The opinion of the court was delivered by: SAND
In this action, brought pursuant to 28 U.S.C. § 2255, Petitioner Luis Polanco ("Polanco") has moved to vacate his judgment, conviction, and sentence, and for release on bail, in light of recent clarification by the Supreme Court of what constitutes "use" of a firearm under 18 U.S.C. § 924(c), see Bailey v. United States, 133 L. Ed. 2d 472, 116 S. Ct. 501 (1995). For the reasons stated herein, we deny Polanco's motions.
The offense conduct behind Polanco's criminal conviction involved narcotics sales transpiring inside apartment # 14, 209 West 108th Street, New York, New York, which is located within one-thousand feet of P.S. 165, a public school. On June 28, 1989, a confidential informant working with the Drug Enforcement Agency ("DEA") was led into the apartment by Polanco to purchase cocaine; Polanco's co-defendant Ricardo Camacho ("Camacho") effected the sale.
On July 26, 1989, a second confidential informant, James Joy ("Joy"), also working with the DEA, went to apartment # 14 to purchase cocaine. Polanco, sitting in the living room at the bar, measured out nine grams of cocaine and sold it to Joy, after negotiations over the price, for three-hundred dollars. Trial Tr., pp. 222-23. During the negotiations with Polanco, Joy observed an unidentified man, with a gun visible in the waistband of his pants, standing in the entrance to the living room. Id. The man with the gun, who had led Joy into the living room for the sale, was positioned so as to block the entrance to the hallway. Id. When Joy and Polanco started to argue over the price and quantity of the cocaine, the man moved from the living-room entrance toward Joy and started "jumping around" Joy. Id. at 227. Joy testified at trial that as a result of the visible presence of the gun, he felt unable to refuse Polanco's demands concerning the cost and amount of cocaine to be sold. Id.

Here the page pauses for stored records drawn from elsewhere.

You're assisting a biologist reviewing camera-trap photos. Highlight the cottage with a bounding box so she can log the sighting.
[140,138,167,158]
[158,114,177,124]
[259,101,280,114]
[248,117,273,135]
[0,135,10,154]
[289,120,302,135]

On August 1, 1989, DEA Agents executed a search warrant on apartment # 14, 209 West 108th Street, New York, New York. The agents recovered 3.9 grams of cocaine and a loaded .38 caliber Titan handgun, both in plain view on top of the living-room bar. Trial Tr., pp. 105-106. At the time of the search, Polanco was present in the living room, a few feet from the bar on which the items were discovered. Polanco was then arrested in the apartment.
Trial began on February 5, 1990. On February 13, 1990, the jury found Polanco guilty of conspiracy to possess with intent to distribute cocaine (Count One of the Indictment; 21 U.S.C. § 846), distribution of cocaine within one-thousand feet of a school (Counts Four and Five; 21 U.S.C. §§ 812, 814 (b)(1)(c), 841 (a)(1), 845 (a)), and use of a firearm during a drug transaction (Count Six; 18 U.S.C. § 924(c)). On June 18, 1990, this Court sentenced Polanco to concurrent 78-month terms on Counts One, Four, and Five and to the statutorily mandated consecutive five-year term on Count Six. A two-hundred-dollar special assessment and a six-year term of supervised release were also imposed. The Second Circuit affirmed the conviction and sentence on October 11, 1991.
On December 6, 1995, in Bailey v. United States, 133 L. Ed. 2d 472, 116 S. Ct. 501 (1995), the Supreme Court clarified the term "use of a firearm" per 28 U.S.C. 924(c). In light of Bailey, Polanco has moved for reconsideration of his sentence, specifically the five years arising from his conviction on Count Six of the Indictment, which charged a violation of 18 U.S.C. § 924(c).
Section 924(c) provides in relevant part:
(1) Whoever, during and in relation to any crime of violence or drug trafficking crime (including a crime of violence or drug trafficking crime which provides for an enhanced punishment if committed by the use of a deadly or dangerous weapon or device) for which he may be prosecuted in a court of the United States, uses or carries a firearm, shall, in addition to the punishment provided for such crime of violence or drug trafficking crime, be sentenced to imprisonment for five years . . . .
28 U.S.C. § 924(c). In Bailey, the Supreme Court explicitly rejected an interpretation of "use" that amounted to "mere possession of a firearm," 116 S. Ct. at 506 (citations omitted), as well as a definition that would encompass a concealed firearm intended for protection, id. at 508 -- a gun that was simply accessible and proximate to the person commiting a drug offense or to the drugs or drug proceeds, id. at 506. Stressing that "the inert presence of a firearm, without more, is not enough to trigger ['use,' per] Section 924(c)(1)," id. at 508, the Court held that for the statutory penalty to apply under the "use" prong, the "use" in question must amount to active employment, id. at 509. ("The Government must show that the defendant actively employed the firearm during and in relation to the predicate crime."). The examples cited in Bailey of "use" sufficient to sustain a conviction under Section 924(c) included "brandishing," "bartering," "striking with," "firing," and "attempting to fire" a firearm. Id. at 508.